Guest author John Halamka is Chief Information Officer of Beth Israel Deaconess Medical Center and the Harvard Medical School.
Decision Support Service Providers
In my recent Leiter Lecture, I spoke about the idea that decision support services should be available in the cloud. BIDMC has 2000 decision support rules. Brigham and Women's has 2000 decision support rules. They are entirely different rules maintained by two teams of experts. That's lunacy.
Shouldn't we have have a single set of evidence-based rules that everyone in the country can use?
But how would it work and what standards would be used?
I serve on the Board of AnvitaHealth (note the Conflict of Interest), which is working on this problem.
1. First, rules need to be authored by experts or gleaned from the literature and represented electronically in a decision support cloud.
2. Second, an XML form of patient history needs to be sent to the Decision Support Service Provider. For example, the problem list, medication list, recent labs, age, and gender could be sent in a Continuity of Care Document without specific patient identifiers.
3. Third, the Decision Support Service Provider should respond with clinical care advice, such as drug/drug interactions, alerts/reminders, or wellness guidance
Here's a concrete example. For brevity, I included only pertinent portions of the XML input data. The XML could contain any arbitrary length of data elements and codes sets.

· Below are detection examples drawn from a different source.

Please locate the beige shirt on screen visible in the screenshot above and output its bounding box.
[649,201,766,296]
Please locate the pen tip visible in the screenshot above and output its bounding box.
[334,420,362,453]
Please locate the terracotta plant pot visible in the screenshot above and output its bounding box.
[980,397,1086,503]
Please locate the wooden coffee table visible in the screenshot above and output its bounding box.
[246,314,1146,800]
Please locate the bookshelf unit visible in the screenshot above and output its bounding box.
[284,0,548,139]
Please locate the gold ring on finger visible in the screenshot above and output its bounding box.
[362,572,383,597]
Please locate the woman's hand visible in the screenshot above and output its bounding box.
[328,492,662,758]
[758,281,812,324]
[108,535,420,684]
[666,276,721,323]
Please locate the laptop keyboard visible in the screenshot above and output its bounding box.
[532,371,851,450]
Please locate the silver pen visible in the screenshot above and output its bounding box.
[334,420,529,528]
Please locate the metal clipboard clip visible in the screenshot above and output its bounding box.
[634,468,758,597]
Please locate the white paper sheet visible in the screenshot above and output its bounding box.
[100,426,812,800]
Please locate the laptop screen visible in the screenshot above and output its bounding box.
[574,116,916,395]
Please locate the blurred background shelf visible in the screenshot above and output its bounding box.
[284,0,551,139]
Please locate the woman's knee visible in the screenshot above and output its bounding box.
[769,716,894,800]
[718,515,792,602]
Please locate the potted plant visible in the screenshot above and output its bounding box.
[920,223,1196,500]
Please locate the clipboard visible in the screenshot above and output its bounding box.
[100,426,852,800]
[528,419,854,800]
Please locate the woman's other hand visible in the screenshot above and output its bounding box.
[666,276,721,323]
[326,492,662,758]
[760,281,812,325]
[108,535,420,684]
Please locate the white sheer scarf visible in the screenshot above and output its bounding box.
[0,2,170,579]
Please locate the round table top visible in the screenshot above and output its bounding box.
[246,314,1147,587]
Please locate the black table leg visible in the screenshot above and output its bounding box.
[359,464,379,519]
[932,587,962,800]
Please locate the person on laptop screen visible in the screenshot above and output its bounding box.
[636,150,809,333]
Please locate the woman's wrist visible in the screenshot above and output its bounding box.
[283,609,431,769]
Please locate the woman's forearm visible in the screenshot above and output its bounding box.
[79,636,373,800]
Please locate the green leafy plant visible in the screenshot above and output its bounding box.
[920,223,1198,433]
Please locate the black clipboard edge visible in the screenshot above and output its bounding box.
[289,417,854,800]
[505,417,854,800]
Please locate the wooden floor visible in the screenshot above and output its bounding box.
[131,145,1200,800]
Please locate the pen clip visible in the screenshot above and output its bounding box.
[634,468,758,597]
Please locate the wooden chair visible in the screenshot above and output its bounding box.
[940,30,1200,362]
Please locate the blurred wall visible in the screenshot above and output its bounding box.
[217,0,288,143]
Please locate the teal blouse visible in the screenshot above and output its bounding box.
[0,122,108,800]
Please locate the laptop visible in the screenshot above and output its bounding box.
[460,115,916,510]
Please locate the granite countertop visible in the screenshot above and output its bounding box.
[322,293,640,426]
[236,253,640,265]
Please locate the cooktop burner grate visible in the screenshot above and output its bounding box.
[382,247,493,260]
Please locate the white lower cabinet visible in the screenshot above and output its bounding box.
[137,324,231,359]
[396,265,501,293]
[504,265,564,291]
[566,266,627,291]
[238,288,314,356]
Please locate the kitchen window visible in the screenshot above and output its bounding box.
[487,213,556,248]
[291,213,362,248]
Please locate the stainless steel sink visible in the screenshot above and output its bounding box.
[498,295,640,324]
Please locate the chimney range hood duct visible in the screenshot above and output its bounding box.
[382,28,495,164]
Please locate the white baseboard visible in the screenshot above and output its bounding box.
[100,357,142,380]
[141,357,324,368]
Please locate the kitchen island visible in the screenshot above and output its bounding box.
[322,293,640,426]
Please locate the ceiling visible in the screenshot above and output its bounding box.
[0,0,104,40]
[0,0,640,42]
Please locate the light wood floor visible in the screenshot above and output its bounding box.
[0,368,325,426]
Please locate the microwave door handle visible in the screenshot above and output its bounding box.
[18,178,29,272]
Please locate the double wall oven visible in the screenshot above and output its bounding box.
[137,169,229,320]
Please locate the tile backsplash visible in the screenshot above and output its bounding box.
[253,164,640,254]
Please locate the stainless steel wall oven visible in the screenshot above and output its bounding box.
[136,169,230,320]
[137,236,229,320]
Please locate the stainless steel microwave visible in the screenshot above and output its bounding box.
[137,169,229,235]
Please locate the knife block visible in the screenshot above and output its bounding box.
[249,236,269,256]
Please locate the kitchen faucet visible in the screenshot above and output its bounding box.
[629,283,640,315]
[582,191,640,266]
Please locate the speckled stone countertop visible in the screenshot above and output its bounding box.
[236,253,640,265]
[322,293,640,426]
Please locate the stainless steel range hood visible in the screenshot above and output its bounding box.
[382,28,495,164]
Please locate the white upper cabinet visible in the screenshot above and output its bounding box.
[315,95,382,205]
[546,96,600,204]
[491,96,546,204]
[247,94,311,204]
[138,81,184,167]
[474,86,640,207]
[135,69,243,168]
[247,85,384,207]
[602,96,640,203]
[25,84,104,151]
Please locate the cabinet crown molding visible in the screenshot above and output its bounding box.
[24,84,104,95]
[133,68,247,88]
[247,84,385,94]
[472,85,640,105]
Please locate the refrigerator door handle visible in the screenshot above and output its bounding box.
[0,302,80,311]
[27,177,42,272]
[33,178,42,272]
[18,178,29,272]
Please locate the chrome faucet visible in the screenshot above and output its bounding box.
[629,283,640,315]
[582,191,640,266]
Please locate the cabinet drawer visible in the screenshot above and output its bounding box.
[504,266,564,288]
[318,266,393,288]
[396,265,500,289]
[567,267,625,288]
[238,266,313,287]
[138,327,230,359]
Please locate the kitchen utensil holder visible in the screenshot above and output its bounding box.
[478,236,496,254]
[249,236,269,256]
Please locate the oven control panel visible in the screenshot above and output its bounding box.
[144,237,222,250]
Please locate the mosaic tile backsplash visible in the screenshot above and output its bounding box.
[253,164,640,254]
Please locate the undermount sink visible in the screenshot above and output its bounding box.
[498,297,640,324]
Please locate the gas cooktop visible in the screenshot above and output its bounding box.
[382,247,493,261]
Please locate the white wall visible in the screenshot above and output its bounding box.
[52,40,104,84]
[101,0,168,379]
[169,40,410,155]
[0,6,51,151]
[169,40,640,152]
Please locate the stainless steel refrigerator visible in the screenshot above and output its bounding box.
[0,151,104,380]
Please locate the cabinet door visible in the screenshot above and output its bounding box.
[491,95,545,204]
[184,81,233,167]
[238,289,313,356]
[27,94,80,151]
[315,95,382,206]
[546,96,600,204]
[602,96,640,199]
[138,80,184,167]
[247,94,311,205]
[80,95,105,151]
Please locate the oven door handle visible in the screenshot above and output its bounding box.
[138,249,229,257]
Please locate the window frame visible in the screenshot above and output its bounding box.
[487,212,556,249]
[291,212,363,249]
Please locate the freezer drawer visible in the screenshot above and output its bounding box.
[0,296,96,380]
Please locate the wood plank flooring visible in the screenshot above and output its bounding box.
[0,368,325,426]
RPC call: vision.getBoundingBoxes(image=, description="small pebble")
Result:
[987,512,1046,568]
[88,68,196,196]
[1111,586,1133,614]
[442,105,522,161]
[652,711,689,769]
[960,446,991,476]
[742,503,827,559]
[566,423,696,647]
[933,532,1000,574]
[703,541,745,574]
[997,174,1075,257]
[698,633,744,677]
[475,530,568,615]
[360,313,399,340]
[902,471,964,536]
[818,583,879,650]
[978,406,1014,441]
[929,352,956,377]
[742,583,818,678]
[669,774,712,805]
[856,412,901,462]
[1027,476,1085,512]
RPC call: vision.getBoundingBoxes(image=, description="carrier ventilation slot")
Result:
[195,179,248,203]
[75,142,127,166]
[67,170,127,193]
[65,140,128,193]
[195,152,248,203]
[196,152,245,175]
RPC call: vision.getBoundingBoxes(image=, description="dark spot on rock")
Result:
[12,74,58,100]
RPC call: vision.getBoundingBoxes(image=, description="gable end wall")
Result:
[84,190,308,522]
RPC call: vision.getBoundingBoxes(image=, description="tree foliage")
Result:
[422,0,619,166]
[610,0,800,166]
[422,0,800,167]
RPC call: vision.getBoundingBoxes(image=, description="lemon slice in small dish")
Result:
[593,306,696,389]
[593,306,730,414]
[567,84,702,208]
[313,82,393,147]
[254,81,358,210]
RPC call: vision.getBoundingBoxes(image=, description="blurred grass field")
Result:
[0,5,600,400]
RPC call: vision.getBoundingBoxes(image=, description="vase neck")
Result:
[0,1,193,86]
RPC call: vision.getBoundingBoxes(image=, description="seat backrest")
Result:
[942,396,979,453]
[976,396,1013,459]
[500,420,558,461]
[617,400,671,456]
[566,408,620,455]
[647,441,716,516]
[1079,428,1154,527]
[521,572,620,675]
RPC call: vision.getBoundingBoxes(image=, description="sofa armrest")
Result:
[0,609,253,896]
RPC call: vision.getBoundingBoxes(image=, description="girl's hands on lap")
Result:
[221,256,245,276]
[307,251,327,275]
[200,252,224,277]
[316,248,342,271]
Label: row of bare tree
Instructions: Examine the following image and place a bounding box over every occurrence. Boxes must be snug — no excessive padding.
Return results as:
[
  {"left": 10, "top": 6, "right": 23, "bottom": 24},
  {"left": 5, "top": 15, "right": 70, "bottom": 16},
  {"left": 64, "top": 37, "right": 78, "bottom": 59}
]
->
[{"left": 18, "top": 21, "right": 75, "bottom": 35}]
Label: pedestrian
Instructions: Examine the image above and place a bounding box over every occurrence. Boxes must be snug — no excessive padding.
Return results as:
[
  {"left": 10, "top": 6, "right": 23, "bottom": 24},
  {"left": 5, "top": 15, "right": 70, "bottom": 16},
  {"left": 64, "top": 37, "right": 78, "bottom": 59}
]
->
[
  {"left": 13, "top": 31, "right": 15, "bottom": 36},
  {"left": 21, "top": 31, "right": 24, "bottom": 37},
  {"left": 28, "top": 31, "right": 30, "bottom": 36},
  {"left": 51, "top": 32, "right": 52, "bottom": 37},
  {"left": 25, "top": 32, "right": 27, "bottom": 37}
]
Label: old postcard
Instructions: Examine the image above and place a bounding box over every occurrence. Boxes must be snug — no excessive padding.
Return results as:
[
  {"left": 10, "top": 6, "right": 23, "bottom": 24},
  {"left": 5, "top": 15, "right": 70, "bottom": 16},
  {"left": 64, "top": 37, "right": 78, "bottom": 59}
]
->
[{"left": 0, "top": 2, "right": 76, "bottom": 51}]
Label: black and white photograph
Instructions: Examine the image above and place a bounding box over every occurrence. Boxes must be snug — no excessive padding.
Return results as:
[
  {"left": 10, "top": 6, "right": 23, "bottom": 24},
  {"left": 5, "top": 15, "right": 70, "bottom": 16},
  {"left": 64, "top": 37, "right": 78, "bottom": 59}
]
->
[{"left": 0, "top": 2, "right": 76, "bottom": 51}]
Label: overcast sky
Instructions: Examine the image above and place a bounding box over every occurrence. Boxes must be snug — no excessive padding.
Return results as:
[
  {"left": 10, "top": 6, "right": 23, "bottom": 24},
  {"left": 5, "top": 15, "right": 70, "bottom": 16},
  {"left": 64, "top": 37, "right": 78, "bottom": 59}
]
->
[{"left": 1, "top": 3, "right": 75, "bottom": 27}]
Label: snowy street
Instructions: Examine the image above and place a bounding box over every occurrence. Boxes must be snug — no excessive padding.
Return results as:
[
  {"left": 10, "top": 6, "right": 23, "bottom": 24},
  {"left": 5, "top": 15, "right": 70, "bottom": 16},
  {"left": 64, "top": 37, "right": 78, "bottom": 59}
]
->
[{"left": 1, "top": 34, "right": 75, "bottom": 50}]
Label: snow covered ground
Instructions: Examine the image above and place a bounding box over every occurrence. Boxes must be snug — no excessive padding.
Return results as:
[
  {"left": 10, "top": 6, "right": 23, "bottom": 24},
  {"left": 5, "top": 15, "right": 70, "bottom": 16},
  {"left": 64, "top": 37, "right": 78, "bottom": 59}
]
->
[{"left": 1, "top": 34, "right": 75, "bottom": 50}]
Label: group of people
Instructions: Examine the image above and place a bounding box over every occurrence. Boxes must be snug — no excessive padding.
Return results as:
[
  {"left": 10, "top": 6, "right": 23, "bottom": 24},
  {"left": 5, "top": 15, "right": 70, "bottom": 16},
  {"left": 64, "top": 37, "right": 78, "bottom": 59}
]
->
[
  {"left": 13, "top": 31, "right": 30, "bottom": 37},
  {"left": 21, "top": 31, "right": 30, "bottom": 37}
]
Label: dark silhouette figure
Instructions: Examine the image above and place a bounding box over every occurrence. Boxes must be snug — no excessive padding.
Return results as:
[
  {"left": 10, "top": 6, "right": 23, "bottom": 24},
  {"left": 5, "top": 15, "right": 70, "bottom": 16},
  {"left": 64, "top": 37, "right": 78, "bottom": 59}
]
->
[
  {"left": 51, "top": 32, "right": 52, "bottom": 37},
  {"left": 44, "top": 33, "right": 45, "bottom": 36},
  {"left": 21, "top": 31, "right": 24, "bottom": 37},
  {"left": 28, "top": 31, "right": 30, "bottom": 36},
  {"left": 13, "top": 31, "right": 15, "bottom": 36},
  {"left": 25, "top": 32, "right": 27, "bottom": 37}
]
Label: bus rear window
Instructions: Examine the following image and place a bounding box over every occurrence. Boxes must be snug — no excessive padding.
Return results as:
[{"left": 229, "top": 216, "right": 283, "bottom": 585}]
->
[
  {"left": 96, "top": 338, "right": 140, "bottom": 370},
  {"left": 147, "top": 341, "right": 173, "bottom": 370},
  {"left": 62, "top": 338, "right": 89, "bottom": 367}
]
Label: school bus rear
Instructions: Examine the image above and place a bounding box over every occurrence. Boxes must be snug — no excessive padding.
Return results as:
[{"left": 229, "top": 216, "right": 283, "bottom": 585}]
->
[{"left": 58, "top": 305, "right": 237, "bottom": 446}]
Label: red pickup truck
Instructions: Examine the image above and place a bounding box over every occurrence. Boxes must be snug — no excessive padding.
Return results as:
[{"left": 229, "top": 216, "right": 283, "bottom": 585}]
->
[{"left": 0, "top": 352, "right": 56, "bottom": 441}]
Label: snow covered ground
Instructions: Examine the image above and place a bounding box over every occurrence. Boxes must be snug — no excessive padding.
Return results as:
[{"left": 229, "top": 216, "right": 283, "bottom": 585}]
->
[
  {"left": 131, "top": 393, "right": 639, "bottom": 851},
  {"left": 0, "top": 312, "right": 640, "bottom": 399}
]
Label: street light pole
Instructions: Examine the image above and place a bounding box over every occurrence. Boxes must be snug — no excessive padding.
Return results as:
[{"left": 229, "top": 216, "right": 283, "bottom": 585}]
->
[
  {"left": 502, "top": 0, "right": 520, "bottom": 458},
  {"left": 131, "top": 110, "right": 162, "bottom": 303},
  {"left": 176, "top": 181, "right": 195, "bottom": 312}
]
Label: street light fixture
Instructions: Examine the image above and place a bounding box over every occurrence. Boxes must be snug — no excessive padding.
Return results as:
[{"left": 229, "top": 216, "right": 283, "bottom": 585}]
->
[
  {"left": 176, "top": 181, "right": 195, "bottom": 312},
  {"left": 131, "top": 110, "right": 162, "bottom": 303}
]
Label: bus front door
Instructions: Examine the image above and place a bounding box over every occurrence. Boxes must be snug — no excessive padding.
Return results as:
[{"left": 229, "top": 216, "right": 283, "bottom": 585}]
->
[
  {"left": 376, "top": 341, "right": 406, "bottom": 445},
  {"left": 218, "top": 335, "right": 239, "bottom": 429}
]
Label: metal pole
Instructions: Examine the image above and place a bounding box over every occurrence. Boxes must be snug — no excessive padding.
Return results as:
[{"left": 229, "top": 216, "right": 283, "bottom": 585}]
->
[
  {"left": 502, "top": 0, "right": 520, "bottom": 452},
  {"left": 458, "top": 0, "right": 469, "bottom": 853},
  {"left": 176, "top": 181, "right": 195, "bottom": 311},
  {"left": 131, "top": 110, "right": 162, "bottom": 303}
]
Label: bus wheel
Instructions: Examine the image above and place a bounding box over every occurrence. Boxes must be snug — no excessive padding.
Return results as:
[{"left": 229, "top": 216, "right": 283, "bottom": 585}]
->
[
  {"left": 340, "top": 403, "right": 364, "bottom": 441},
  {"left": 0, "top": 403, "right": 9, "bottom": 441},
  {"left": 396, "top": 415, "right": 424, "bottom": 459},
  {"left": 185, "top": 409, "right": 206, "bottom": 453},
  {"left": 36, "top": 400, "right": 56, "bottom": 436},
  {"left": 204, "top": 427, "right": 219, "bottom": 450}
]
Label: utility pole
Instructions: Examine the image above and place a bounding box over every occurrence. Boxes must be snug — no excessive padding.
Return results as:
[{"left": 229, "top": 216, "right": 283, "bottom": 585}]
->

Here's an example of an XML patient data input file (CCD is also natively supported)
The XML response is a realtime answer to every rule set run. Thousands can be executed in realtime (milliseconds). Here's an XML response that indicates two drug safety issues – a drug-disease (MAO+Hypertension) interaction and a dangerous drug-drug combination at severity level 1 (fetanyl-containing meds and MAO inhibitors)
Here's an XML response that indicates a laboratory gap in care. In this case, the patient is taking an ACE Inhibitor and does not have recent serum electrolytes. The compliance to this rule is thus false (underlined).
Thus, Anvita has defined clinical decision support (CDS) standards to transmit decision support recommendations from the service provider back to the EHR. I am unaware any widely implemented standards that do this today.
Additionally, the XML response object is hierarchical. Any response (drug safety, gap in care, etc) can be drilled down further to any level of detail, including the drug package insert, for example. However, for speed of response, Anvita returns portions of the XML response initially.
Additional details from Anvita:
1. The patient data set (longitudinal health record) can be sent to Anvita’s web service as XML or CCD. Anvita’s XML anticipates and extends attributes necessary for decision support, such as presence or absence of different types of dialysis, which are not yet required by CCD.
2. Anvita’s engine includes (a) decision support function requests (e.g., check drug dose, get formulary, find safety-check therapeutic alternatives, find gaps in care) and also (b) utilities, such as: search functions using descriptions within codesets like CPT, NDCs, the ability to find all drugs within a therapeutic class, find all LOINCs that infer the same physiologic laboratory test, etc. Anvita utilitizes freely available vocabularies for maintaining local dictionaries, their synchronization, and taxonomies. The modularity of (a) and (b) allows homegrown systems and next-generation applications to be developed without having to deal with the complexity of thousands of pages of implementation guides pertaining to drug databases, industry codes like CPT, LOINC, NDC, semantic interoperability between non-congruent databases (due to the Anvita Thesaurus), as well as coding of hundreds of quality/ performance measures that Anvita provides out of the box (e.g., HEDIS), in a plug-and-play fashion.
3. A decision support request, posed as XML, returns a response object for that request. The response XML can include drug safety analysis, gaps in care analysis and scoring, formularies, cumulative radiation exposure, etc. Therefore, Anvita is a generalizable, semantic search engine that executes in realtime as a web service. Anvita’s realtime capability not only enables decision support at the Point of Care, but business functions such as electronic prior authorization using EHR data (e.g., high tech imaging).
4. The analytical responses can be delivered as either XML (for instantaneous consumption at the Point of Care) or written directly to an alerts database (for population analytics). The analytical database can be viewed/queried directly by Anvita’s web-based tool or it can mined by 3rd party business intelligence tools (e.g., Cognos, Business Objects, JasperSoft, Pentaho).
5. Anvita also has supporting tools that include:
a. A Rules Authoring application, so that a non-technical specialty society or policy group (e.g,. NQF-endorsed entities) can author computable performance measures without any software coding at the atomic level
b. A Rules Management application, so that local organizations and physicians can decide and configure which rules to run (e.g., Meaningful Use), including the rules they’ve authored themselves and that might be proprietary (e.g., electronic prior-authorization criteria).
I do not present this as an advertisement for Anvita, but as a generalizable, modular approach to decision support in the cloud that could be implemented by many companies instead of duplicating expert resources in every hospital and health information exchange.
Decision Support Service Providers is a concept that is ready for prime time.